Cimlanod

Legal status
- Legal status: Investigational;

Identifiers
- IUPAC name N-Hydroxy-5-methylfuran-2-sulfonamide;
- CAS Number: 1620330-72-4;
- PubChem CID: 76685198;
- DrugBank: DB14983;
- ChemSpider: 68007456;
- UNII: 2US4FK1EPV;
- KEGG: D11407;
- ChEMBL: ChEMBL4297915;
- CompTox Dashboard (EPA): DTXSID801288087 ;

Chemical and physical data
- Formula: C_{5}H_{7}NO_{4}S
- Molar mass: 177.17 g·mol^{−1}
- 3D model (JSmol): Interactive image;
- SMILES CC1=CC=C(O1)S(=O)(=O)NO;
- InChI InChI=1S/C5H7NO4S/c1-4-2-3-5(10-4)11(8,9)6-7/h2-3,6-7H,1H3; Key:LIXKIXWSKOENAB-UHFFFAOYSA-N;

= Cimlanod =

Chemical compound

Cimlanod (development codes CXL-1427 and BMS-986231) is an experimental drug for the treatment of acute decompensated heart failure.
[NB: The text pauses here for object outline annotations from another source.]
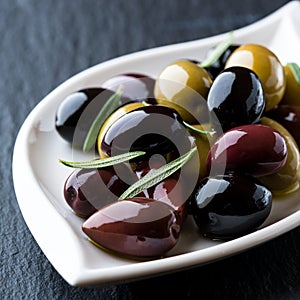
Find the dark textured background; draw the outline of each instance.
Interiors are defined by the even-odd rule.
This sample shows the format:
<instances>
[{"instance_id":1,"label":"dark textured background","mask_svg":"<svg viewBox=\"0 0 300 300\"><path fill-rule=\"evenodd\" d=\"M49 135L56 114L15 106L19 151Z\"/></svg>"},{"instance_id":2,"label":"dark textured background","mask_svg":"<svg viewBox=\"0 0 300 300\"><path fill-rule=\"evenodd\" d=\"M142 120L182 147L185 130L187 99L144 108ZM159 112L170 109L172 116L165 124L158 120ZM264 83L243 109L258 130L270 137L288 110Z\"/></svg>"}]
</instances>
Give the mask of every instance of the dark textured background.
<instances>
[{"instance_id":1,"label":"dark textured background","mask_svg":"<svg viewBox=\"0 0 300 300\"><path fill-rule=\"evenodd\" d=\"M125 53L236 29L286 2L0 0L1 299L300 299L300 228L206 266L99 289L71 287L32 238L11 180L20 126L70 76Z\"/></svg>"}]
</instances>

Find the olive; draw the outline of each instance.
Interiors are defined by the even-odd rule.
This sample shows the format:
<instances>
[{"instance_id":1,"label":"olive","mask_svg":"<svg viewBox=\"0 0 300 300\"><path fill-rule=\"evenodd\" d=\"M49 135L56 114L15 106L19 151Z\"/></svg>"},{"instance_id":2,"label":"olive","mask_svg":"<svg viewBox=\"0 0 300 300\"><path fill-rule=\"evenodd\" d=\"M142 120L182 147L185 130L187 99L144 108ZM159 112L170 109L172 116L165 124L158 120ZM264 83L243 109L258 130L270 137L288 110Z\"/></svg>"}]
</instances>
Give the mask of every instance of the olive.
<instances>
[{"instance_id":1,"label":"olive","mask_svg":"<svg viewBox=\"0 0 300 300\"><path fill-rule=\"evenodd\" d=\"M121 107L119 107L116 111L114 111L103 123L100 132L98 134L97 138L97 148L98 148L98 153L102 158L107 157L102 151L101 151L101 143L103 140L103 137L105 133L107 132L108 128L120 117L124 116L128 112L135 110L136 108L143 107L144 105L141 102L132 102L125 104Z\"/></svg>"},{"instance_id":2,"label":"olive","mask_svg":"<svg viewBox=\"0 0 300 300\"><path fill-rule=\"evenodd\" d=\"M278 105L267 116L283 125L300 148L300 106Z\"/></svg>"},{"instance_id":3,"label":"olive","mask_svg":"<svg viewBox=\"0 0 300 300\"><path fill-rule=\"evenodd\" d=\"M154 103L155 80L141 73L125 73L115 75L101 84L101 87L116 92L121 86L123 96L133 101L147 100Z\"/></svg>"},{"instance_id":4,"label":"olive","mask_svg":"<svg viewBox=\"0 0 300 300\"><path fill-rule=\"evenodd\" d=\"M198 130L203 130L209 132L211 130L211 125L209 123L202 125L193 125L194 128ZM210 134L200 133L194 130L189 130L193 137L193 145L197 147L198 155L194 155L183 167L183 176L189 180L189 178L196 176L198 180L206 177L208 175L206 169L206 158L210 150L211 145L214 143L215 138Z\"/></svg>"},{"instance_id":5,"label":"olive","mask_svg":"<svg viewBox=\"0 0 300 300\"><path fill-rule=\"evenodd\" d=\"M291 134L276 121L263 117L261 124L277 130L284 138L287 146L287 158L284 166L276 173L260 177L260 182L273 193L293 192L299 187L298 173L300 170L299 148Z\"/></svg>"},{"instance_id":6,"label":"olive","mask_svg":"<svg viewBox=\"0 0 300 300\"><path fill-rule=\"evenodd\" d=\"M258 228L269 216L272 193L251 176L229 173L204 178L191 200L191 214L200 232L231 239Z\"/></svg>"},{"instance_id":7,"label":"olive","mask_svg":"<svg viewBox=\"0 0 300 300\"><path fill-rule=\"evenodd\" d=\"M206 98L212 79L199 64L179 60L167 65L155 82L154 96L159 104L176 109L188 123L209 121Z\"/></svg>"},{"instance_id":8,"label":"olive","mask_svg":"<svg viewBox=\"0 0 300 300\"><path fill-rule=\"evenodd\" d=\"M137 179L141 179L146 174L151 173L164 164L164 159L157 158L157 155L152 156L148 163L145 161L140 163L139 168L135 170ZM172 174L160 183L144 190L138 196L165 202L174 208L182 223L186 219L188 212L189 195L187 195L186 192L187 186L180 180L178 174Z\"/></svg>"},{"instance_id":9,"label":"olive","mask_svg":"<svg viewBox=\"0 0 300 300\"><path fill-rule=\"evenodd\" d=\"M172 207L136 197L100 209L83 223L82 230L100 247L126 256L151 258L172 249L181 228Z\"/></svg>"},{"instance_id":10,"label":"olive","mask_svg":"<svg viewBox=\"0 0 300 300\"><path fill-rule=\"evenodd\" d=\"M67 96L56 111L55 128L68 143L82 147L87 132L105 102L114 94L103 88L89 88ZM122 98L121 103L128 102Z\"/></svg>"},{"instance_id":11,"label":"olive","mask_svg":"<svg viewBox=\"0 0 300 300\"><path fill-rule=\"evenodd\" d=\"M167 178L143 192L144 197L164 202L178 213L178 222L182 224L188 213L188 198L183 186L175 178Z\"/></svg>"},{"instance_id":12,"label":"olive","mask_svg":"<svg viewBox=\"0 0 300 300\"><path fill-rule=\"evenodd\" d=\"M256 123L265 109L262 84L248 68L231 67L213 82L207 98L212 123L223 131L239 125Z\"/></svg>"},{"instance_id":13,"label":"olive","mask_svg":"<svg viewBox=\"0 0 300 300\"><path fill-rule=\"evenodd\" d=\"M225 64L227 62L228 57L238 47L240 47L240 45L236 45L236 44L230 45L213 64L211 64L208 67L205 67L205 70L209 73L209 75L213 80L215 80L215 78L225 69ZM215 47L209 49L206 57L209 57L211 55L211 52L214 51L214 49Z\"/></svg>"},{"instance_id":14,"label":"olive","mask_svg":"<svg viewBox=\"0 0 300 300\"><path fill-rule=\"evenodd\" d=\"M122 169L119 166L118 175L113 167L77 169L65 181L64 198L77 215L87 218L97 209L116 201L129 187L120 179L120 174L127 178L129 171L125 166Z\"/></svg>"},{"instance_id":15,"label":"olive","mask_svg":"<svg viewBox=\"0 0 300 300\"><path fill-rule=\"evenodd\" d=\"M286 90L280 104L300 106L300 84L297 82L290 65L284 66Z\"/></svg>"},{"instance_id":16,"label":"olive","mask_svg":"<svg viewBox=\"0 0 300 300\"><path fill-rule=\"evenodd\" d=\"M145 151L147 155L180 154L190 150L189 135L179 114L170 107L150 105L137 108L116 120L101 142L104 155ZM140 159L140 158L138 158Z\"/></svg>"},{"instance_id":17,"label":"olive","mask_svg":"<svg viewBox=\"0 0 300 300\"><path fill-rule=\"evenodd\" d=\"M260 78L266 98L266 111L281 101L286 87L285 73L278 57L271 50L257 44L242 45L229 56L225 68L233 66L249 68Z\"/></svg>"},{"instance_id":18,"label":"olive","mask_svg":"<svg viewBox=\"0 0 300 300\"><path fill-rule=\"evenodd\" d=\"M276 130L252 124L235 127L219 137L206 163L213 174L222 174L225 169L259 177L278 171L286 157L286 142Z\"/></svg>"}]
</instances>

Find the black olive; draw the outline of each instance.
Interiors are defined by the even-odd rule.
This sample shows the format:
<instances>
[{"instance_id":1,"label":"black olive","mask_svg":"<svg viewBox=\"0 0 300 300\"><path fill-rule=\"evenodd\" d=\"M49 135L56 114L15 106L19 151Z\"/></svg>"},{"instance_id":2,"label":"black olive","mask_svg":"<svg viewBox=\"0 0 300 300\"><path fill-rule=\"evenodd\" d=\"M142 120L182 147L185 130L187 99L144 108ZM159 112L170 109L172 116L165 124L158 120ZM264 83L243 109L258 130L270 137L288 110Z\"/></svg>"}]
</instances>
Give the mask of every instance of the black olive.
<instances>
[{"instance_id":1,"label":"black olive","mask_svg":"<svg viewBox=\"0 0 300 300\"><path fill-rule=\"evenodd\" d=\"M257 123L265 109L262 84L257 75L245 67L231 67L213 82L207 98L212 122L223 131L238 125Z\"/></svg>"},{"instance_id":2,"label":"black olive","mask_svg":"<svg viewBox=\"0 0 300 300\"><path fill-rule=\"evenodd\" d=\"M226 240L255 230L271 206L266 187L250 176L228 173L200 182L191 199L191 214L204 236Z\"/></svg>"},{"instance_id":3,"label":"black olive","mask_svg":"<svg viewBox=\"0 0 300 300\"><path fill-rule=\"evenodd\" d=\"M59 105L55 128L68 143L82 147L92 122L105 104L114 94L104 88L89 88L70 94ZM122 97L120 106L129 99Z\"/></svg>"},{"instance_id":4,"label":"black olive","mask_svg":"<svg viewBox=\"0 0 300 300\"><path fill-rule=\"evenodd\" d=\"M228 57L234 50L236 50L239 47L240 45L230 45L227 48L227 50L225 50L224 53L212 65L205 68L212 79L215 79L225 69ZM207 57L211 54L213 50L214 48L211 48L207 52Z\"/></svg>"}]
</instances>

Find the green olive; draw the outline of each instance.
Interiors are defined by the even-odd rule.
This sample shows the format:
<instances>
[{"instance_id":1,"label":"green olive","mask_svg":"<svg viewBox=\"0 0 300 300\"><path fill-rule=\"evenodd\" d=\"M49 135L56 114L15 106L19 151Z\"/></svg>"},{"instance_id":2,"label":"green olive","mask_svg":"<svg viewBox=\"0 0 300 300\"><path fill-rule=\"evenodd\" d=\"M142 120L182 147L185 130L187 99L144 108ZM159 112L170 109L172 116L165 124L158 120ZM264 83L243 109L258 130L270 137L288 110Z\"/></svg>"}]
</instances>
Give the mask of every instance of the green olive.
<instances>
[{"instance_id":1,"label":"green olive","mask_svg":"<svg viewBox=\"0 0 300 300\"><path fill-rule=\"evenodd\" d=\"M257 44L242 45L230 55L225 68L233 66L249 68L259 77L264 89L266 111L282 100L286 88L285 72L271 50Z\"/></svg>"},{"instance_id":2,"label":"green olive","mask_svg":"<svg viewBox=\"0 0 300 300\"><path fill-rule=\"evenodd\" d=\"M287 145L287 160L279 171L263 176L260 180L274 194L293 192L299 187L300 155L298 146L291 134L276 121L263 117L261 123L277 130L283 136Z\"/></svg>"},{"instance_id":3,"label":"green olive","mask_svg":"<svg viewBox=\"0 0 300 300\"><path fill-rule=\"evenodd\" d=\"M159 104L167 105L188 123L208 121L206 99L212 79L197 63L179 60L166 66L159 74L154 96Z\"/></svg>"},{"instance_id":4,"label":"green olive","mask_svg":"<svg viewBox=\"0 0 300 300\"><path fill-rule=\"evenodd\" d=\"M121 107L119 107L115 112L113 112L103 123L99 134L98 134L98 138L97 138L97 148L98 148L98 153L100 155L100 157L105 158L107 157L107 155L101 150L101 143L103 140L103 137L106 133L106 131L108 130L108 128L119 118L121 118L122 116L124 116L125 114L127 114L130 111L133 111L139 107L143 107L144 105L141 102L133 102L133 103L128 103L125 104Z\"/></svg>"},{"instance_id":5,"label":"green olive","mask_svg":"<svg viewBox=\"0 0 300 300\"><path fill-rule=\"evenodd\" d=\"M286 89L280 104L300 106L300 84L297 82L289 65L284 66Z\"/></svg>"}]
</instances>

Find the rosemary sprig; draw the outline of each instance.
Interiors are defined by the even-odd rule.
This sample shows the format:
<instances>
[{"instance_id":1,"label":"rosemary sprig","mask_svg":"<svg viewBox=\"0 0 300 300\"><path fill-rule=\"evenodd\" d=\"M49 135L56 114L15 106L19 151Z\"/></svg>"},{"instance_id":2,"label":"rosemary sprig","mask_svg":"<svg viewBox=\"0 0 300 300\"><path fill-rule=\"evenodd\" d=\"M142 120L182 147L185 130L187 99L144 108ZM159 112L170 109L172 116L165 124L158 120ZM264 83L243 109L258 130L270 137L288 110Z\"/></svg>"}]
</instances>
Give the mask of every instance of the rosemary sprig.
<instances>
[{"instance_id":1,"label":"rosemary sprig","mask_svg":"<svg viewBox=\"0 0 300 300\"><path fill-rule=\"evenodd\" d=\"M140 180L132 184L120 197L119 200L123 200L126 198L132 198L142 191L148 189L149 187L161 182L165 178L169 177L173 173L175 173L177 170L179 170L183 165L185 165L191 157L194 155L194 153L197 151L197 148L192 148L189 152L186 154L178 157L177 159L169 162L166 165L163 165L162 167L153 170L152 172L146 174L144 177L142 177Z\"/></svg>"}]
</instances>

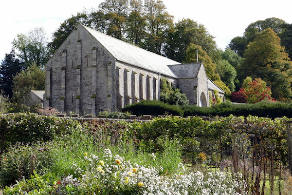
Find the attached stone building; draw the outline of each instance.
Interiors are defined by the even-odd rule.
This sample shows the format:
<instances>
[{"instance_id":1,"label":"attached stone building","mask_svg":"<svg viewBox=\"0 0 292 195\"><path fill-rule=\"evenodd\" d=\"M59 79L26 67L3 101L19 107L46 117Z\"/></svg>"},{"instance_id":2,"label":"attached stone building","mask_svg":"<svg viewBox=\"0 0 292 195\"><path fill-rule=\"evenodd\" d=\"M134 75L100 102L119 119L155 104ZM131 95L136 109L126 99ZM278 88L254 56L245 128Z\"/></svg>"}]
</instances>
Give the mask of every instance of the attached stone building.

It was discovered by Cardioxyl Pharmaceuticals, which was acquired by Bristol-Myers Squibb. It is a precursor of nitroxyl.

Cimlanod is a prodrug of CXL-1020.

A preliminary study showed efficacy in patients with class III and IV heart failure. A phase II clinical trial was completed in 2016.